Nobel Peace Prize Laureate comes to Concordia
The Fargo-Moorhead community came out in true form for 2011 Nobel Peace Prize Laureate Leymah Gbowee’s talk on Thursday, Nov. 6.
Gbowee won the prize for her work with the nonviolent peace movement that helped to end the Second Liberian Civil War.
Community members and students packed the Centrum from floor to ceiling, finding places to sit on the floor or lean against the walls for a chance to hear her.
“I just love it when people are hanging from the rafters in here,” said President Craft, gazing from the podium.
After a brief introduction from Jacqueline Bussie, Leymah approached the stage, welcomed by a standing ovation.
She spent the next 90 minutes preaching non-violence and activism to her crowd. She explained how she herself fell prey to an abusive marriage and struggled to stand up to her husband and the societal norms of liberia, her homeland.
She explained historic Liberia, which is a place with very few social rights for women. Several young girls found themselves in unhappy marriages at very young ages.
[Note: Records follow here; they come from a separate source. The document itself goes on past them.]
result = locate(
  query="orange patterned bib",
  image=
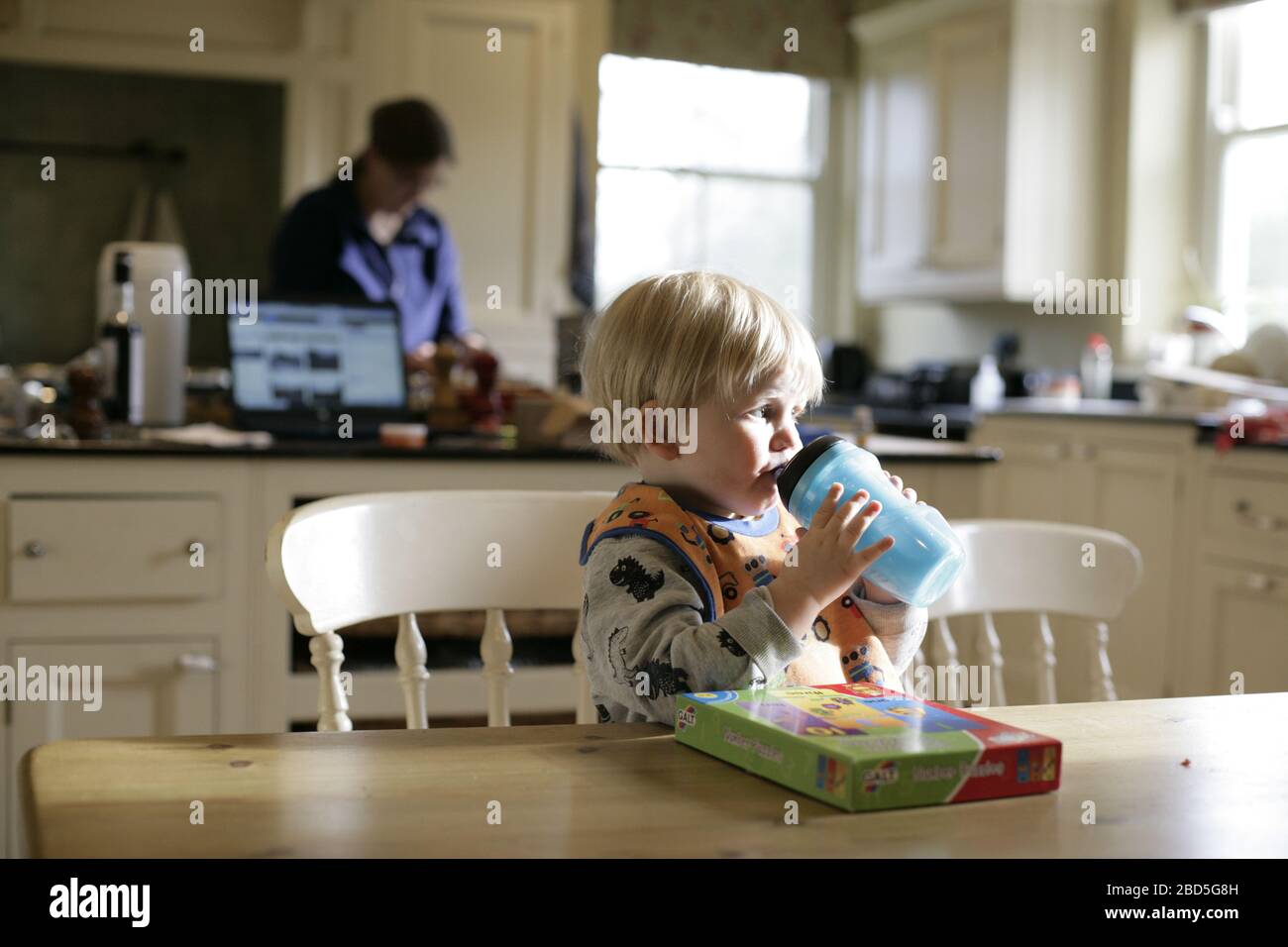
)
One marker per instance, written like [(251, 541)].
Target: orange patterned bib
[(728, 558)]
Gbowee said she felt compelled to help girls in her community in some way, and one day decided to take four young Liberian girls into her home and teach them to value themselves.
Gbowee emphasized throughout her speech the importance of taking action in the face of injustice. That no matter how small an act may be, as long as it is in the right direction it is a positive step towards overall success.
“No great change that happened in his world started big,” Gbowee said.
By working non-violently in her community, Gbowee helped curb injustices in her society. Now, she eradicates them around the globe.
“We are the light, and if the light steps back, the darkness takes over,” said Gbowee.
On Tuesday, Nov. 4, Concordia hosted a film screening of Gbowee’s award winning documentary “Pray the Devil Back to Hell.” The film tells the story of the Women of Liberia Mass Action for Peace initiative, which played a crucial role in ending the Second Liberian Civil War, which lasted from 1999 to 2003.
The film was co-hosted by the Women and Gender Studies Department and the Forum on Faith and Life in preparation for her speech on Nov. 6. The screening was fairly well attended, with approximately fifty students filling the chairs of the centrum.
“I am just doing the work that God has called me to do,” Gbowee said about her peace work.
Concordia was just one of Gbowee’s many stops as she travels the world, spreading her message of, peace, love, faith and nonviolence. Some of the locations on her tour include Massachusetts, California, Colorado, and even locations in Africa such as Ghana and Liberia.